WebThinker: Autonomous Web Exploration and Report Writing for LRMs

Methodology: WebThinker introduces a framework equipping LRMs with a Deep Web Explorer for autonomous web search/navigation and an Autonomous Think-Search-and-Draft strategy for interleaving reasoning, information gathering, and report writing. It employs online Direct Preference Optimization (DPO) for RL-based training to improve tool usage.
Performance: WebThinker-32B-RL achieves state-of-the-art results among 32B models on complex reasoning benchmarks (GPQA: 70.7%, HLE: 15.8%), outperforming retrieval-augmented and proprietary systems, and excels in scientific report writing on the Glaive dataset (scoring 8.1 in average quality metrics).

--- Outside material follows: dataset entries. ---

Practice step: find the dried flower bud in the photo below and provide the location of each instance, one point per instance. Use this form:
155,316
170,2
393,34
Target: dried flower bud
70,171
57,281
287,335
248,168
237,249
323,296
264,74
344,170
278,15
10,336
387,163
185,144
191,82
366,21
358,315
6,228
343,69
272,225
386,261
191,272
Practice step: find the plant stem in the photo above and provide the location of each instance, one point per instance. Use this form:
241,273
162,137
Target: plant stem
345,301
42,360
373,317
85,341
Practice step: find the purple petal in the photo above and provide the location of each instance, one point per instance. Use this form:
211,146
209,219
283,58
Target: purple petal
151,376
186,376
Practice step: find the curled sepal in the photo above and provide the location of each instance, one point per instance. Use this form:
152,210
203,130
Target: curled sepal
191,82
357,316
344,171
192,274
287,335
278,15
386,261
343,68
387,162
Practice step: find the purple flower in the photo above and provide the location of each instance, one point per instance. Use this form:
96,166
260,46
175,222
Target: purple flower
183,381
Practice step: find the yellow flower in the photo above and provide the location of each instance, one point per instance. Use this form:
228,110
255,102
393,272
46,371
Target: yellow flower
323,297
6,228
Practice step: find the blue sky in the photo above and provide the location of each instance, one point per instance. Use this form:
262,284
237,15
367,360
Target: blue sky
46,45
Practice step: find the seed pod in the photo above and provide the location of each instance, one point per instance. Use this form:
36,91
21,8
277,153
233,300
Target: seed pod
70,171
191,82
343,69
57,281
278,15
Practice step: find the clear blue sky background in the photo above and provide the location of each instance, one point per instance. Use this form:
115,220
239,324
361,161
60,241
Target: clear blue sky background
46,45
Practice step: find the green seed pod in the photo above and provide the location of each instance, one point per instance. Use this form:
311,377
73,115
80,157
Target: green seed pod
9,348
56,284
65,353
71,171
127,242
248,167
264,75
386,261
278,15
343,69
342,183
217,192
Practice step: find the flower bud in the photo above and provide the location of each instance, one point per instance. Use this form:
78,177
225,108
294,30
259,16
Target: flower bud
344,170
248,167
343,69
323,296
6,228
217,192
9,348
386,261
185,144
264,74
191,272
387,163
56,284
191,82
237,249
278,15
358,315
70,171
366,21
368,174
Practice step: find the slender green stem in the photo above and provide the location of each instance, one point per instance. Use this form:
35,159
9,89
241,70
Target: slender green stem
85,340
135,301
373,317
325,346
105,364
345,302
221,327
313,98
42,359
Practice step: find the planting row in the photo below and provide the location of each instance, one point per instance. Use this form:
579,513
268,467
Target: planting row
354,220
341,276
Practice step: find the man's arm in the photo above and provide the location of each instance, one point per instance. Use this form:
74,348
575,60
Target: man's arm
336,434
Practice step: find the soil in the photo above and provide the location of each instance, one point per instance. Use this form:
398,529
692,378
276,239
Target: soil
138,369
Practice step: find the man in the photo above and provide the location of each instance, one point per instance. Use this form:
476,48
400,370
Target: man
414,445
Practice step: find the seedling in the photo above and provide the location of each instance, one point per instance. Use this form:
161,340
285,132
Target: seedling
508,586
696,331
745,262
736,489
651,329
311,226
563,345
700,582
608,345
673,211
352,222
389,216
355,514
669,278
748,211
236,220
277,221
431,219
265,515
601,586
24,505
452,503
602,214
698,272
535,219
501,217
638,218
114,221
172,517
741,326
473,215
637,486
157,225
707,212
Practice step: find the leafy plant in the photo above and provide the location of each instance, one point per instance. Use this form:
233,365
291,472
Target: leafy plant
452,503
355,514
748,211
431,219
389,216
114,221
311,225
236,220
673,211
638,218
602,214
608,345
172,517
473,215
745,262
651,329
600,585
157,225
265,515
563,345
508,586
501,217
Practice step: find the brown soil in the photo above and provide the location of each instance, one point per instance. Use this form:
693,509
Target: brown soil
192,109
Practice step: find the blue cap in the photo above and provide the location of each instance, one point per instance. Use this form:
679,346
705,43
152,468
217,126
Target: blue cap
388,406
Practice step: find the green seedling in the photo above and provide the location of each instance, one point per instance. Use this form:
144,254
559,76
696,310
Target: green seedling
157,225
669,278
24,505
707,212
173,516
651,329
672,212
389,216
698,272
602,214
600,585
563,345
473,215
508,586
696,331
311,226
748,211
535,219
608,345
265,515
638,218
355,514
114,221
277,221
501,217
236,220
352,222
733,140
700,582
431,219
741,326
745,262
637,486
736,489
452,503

RL Refinement: RL-trained versions consistently outperform base counterparts, demonstrating that iterative preference-based learning significantly enhances reasoning-tool coordination.
Ablation Studies: Removing the Deep Web Explorer or automatic report drafting significantly degrades performance, validating the necessity of these components.

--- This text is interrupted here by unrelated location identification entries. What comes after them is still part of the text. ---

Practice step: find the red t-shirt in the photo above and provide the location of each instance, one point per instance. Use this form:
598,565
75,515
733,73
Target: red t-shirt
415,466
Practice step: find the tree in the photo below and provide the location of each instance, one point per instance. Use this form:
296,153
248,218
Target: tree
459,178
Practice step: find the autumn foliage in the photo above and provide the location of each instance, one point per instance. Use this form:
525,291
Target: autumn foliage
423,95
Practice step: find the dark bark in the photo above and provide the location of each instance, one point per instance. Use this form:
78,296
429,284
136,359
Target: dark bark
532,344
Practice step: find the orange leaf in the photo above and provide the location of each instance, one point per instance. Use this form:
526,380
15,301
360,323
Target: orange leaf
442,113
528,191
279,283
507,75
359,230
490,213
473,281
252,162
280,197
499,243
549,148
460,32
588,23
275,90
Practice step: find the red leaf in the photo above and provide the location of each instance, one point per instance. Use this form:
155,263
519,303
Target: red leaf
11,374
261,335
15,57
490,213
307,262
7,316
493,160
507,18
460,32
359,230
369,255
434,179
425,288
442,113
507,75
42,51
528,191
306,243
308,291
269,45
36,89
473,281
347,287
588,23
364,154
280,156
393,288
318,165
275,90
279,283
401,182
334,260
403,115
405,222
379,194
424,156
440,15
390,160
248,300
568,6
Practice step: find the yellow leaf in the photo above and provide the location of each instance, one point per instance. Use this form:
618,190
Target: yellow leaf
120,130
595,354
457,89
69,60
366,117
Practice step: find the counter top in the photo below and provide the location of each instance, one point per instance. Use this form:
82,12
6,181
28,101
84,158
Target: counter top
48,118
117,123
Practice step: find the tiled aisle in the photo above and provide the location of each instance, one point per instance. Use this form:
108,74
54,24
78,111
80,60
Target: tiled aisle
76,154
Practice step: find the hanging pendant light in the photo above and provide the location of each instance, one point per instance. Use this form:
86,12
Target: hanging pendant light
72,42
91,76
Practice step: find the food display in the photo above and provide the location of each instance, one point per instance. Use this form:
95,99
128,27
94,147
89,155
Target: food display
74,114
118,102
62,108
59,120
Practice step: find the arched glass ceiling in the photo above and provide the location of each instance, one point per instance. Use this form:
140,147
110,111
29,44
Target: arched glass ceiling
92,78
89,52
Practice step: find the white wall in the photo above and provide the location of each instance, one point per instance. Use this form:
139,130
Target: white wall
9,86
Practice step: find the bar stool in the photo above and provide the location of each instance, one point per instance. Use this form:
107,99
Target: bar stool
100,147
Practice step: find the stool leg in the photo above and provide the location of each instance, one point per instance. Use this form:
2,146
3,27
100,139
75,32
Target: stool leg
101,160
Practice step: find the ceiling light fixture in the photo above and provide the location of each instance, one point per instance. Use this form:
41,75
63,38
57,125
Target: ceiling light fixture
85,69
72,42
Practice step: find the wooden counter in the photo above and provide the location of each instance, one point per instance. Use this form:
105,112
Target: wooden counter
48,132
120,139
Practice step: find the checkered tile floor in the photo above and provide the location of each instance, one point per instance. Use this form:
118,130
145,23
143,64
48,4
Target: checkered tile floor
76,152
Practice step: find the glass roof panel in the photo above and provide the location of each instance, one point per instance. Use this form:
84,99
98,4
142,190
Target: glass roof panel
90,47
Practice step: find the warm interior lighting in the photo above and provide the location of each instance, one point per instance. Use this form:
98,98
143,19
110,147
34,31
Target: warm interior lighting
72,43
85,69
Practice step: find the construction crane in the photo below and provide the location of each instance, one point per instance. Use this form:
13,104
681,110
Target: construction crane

Implementation Details: The system uses QwQ-32B or DeepSeek-R1-Distilled-Qwen models as the backbone, Qwen2.5-Instruct as assistant models, Bing Web Search API for search, and Crawl4AI for web page content. Training involves 2 iterations of online DPO.
_According to additional sources:_ The preference data construction for DPO considers overall correctness/quality, tool efficiency (fewer tool calls), and thinking conciseness (output length ratio).